A more complete solution is more complex, primarily because lots of people are making a good living off of the current systems. To make a change involves diverting some portion of our resources from crisis management toward timely and preventative solutions. (Cue the story of the River Babies.) A few preventative services are already in the pipeline for Medicare in 2011.With a few more good ideas, we might just make it.

Monday, August 09, 2010

A walk about nothing

The crows have much to say about the early morning as they get ready for another day of scavenging. There was a kingfisher flying low over the pond, talking as it flew. Other than that, it's pretty quiet.
Marley's pretty slow, even on the downhill parts of the walk.

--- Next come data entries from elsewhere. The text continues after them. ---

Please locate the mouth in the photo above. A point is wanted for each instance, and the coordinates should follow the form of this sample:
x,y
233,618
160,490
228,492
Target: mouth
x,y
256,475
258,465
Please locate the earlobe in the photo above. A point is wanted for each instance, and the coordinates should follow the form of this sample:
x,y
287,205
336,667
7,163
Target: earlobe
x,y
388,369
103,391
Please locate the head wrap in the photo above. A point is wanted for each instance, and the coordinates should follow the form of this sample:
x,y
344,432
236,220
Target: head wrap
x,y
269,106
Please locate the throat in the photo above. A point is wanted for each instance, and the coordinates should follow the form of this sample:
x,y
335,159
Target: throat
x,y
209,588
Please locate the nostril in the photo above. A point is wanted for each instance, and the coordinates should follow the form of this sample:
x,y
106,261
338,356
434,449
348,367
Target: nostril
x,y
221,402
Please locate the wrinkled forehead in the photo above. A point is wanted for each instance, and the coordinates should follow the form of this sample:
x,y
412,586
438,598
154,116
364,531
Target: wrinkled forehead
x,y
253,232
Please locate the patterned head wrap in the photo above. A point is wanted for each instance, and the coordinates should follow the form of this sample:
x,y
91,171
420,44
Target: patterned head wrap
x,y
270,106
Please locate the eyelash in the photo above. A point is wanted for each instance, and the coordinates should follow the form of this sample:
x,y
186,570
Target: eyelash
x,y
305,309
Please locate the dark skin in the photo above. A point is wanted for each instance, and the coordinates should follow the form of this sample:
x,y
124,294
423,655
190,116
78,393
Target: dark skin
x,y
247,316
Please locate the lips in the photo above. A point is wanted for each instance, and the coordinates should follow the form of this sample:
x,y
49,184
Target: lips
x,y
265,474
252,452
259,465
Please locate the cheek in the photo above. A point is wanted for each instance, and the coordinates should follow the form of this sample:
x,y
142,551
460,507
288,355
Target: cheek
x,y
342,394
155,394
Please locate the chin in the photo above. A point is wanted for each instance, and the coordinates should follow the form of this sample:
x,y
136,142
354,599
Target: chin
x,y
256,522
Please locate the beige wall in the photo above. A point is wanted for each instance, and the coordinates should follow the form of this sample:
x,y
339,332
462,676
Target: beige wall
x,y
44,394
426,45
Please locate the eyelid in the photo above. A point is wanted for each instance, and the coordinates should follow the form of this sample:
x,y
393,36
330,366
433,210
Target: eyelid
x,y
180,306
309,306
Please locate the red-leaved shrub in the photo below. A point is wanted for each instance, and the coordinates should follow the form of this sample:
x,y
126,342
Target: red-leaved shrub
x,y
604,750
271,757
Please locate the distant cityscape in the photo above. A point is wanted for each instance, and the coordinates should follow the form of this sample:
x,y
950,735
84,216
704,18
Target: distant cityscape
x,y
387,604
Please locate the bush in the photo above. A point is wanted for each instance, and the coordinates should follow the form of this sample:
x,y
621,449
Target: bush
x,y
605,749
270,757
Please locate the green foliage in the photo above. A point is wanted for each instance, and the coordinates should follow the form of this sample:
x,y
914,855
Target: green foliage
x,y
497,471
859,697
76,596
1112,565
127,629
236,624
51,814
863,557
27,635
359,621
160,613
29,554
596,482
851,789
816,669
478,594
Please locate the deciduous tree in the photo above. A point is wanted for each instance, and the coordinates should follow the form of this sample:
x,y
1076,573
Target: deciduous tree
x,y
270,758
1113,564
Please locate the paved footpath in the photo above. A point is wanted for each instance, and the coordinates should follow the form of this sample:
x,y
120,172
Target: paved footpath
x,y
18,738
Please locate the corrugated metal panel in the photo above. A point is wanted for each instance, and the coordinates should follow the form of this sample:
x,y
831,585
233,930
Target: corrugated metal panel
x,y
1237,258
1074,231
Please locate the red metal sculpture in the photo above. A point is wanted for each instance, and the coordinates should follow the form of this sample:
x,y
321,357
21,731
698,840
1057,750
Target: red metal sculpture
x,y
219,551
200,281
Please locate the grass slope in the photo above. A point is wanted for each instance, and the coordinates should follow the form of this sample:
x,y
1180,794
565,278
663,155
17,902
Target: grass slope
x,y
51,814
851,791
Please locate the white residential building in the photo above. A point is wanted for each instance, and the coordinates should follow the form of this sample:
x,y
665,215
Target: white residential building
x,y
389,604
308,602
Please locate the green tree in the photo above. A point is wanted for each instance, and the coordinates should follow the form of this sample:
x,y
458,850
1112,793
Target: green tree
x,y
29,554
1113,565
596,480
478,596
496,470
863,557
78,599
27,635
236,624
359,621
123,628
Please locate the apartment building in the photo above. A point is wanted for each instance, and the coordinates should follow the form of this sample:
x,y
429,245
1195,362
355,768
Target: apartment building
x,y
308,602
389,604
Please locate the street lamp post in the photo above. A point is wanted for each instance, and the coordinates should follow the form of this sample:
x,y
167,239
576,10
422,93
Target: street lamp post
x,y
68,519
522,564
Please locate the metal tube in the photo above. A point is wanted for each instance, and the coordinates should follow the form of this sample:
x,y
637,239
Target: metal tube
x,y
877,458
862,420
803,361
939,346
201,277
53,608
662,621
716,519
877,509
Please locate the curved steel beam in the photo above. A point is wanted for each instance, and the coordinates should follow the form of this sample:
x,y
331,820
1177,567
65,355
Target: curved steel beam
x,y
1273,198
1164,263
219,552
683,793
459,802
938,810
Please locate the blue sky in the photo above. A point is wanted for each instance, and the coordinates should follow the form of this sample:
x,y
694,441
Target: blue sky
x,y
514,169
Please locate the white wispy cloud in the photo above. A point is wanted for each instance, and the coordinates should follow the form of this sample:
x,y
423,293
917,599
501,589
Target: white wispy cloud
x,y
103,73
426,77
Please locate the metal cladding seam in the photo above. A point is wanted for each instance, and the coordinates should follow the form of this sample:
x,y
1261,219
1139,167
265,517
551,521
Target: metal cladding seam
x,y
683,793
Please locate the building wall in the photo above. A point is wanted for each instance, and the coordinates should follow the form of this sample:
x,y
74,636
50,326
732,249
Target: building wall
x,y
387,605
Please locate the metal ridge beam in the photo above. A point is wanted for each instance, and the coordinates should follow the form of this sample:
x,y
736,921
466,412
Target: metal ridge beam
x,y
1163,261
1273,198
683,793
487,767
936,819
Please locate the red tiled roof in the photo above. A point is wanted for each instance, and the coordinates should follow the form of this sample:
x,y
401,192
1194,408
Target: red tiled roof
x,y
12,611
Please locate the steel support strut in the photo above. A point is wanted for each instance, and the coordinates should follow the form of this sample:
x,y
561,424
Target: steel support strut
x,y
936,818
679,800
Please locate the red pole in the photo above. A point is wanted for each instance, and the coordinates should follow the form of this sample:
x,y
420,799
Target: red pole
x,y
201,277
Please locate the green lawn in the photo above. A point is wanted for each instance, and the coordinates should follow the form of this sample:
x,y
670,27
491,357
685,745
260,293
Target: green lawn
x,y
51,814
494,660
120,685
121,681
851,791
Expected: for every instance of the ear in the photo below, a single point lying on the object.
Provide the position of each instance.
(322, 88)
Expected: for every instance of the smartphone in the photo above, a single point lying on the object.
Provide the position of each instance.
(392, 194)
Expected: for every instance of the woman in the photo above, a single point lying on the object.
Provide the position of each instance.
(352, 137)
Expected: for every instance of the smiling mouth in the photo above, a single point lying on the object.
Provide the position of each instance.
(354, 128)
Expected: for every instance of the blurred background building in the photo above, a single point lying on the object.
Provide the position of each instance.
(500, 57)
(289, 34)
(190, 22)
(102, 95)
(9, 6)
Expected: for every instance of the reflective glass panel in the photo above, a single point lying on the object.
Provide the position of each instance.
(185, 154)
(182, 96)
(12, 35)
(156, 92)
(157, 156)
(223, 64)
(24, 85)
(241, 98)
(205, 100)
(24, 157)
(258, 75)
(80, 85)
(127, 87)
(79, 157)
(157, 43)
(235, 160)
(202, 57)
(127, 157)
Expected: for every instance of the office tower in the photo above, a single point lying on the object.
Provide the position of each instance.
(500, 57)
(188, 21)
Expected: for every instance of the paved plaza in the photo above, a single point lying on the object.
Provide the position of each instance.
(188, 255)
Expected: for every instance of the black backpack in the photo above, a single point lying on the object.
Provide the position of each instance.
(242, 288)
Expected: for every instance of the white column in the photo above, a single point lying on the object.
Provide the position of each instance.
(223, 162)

At first, he's slow because there's a lot to sniff. Later, though, he's just slow. It takes us a half hour for the mile around the block. One joggler passed us twice, smiling each time.
Not much litter. A few name-brand cigarette packs, scratch tickets, Dunkin' coffee cups, nothing much.
There will be plenty of time for noise and urgency and drama. Today we'll learn one part of what's ahead for Sandra's mother, whether one of the elder day programs will be available for us. I may get a call from the support person who will give me instructions about how to query a video server so I can get the classids needed to complete a project that should and could have been completed more than a month ago. I might learn more about the paralegal practicum that I'm planning for this fall.
Or not.
It's been that kind of time, waiting for information or for others to complete their work so we can complete ours. It's a time of vigilant patience, clutch in, engine revved.
And so, a long walk with a slow dog is the best way to start a day. You can't hurry what won't be hurried.

Sunday, August 08, 2010

Necessity is the mother of cartoons

From Neatorama, we learn about A Train That Lays Tracks when there's time to plan a project.
In Wallace & Gromit's The Wrong Trousers, we see how it's done in times of peril.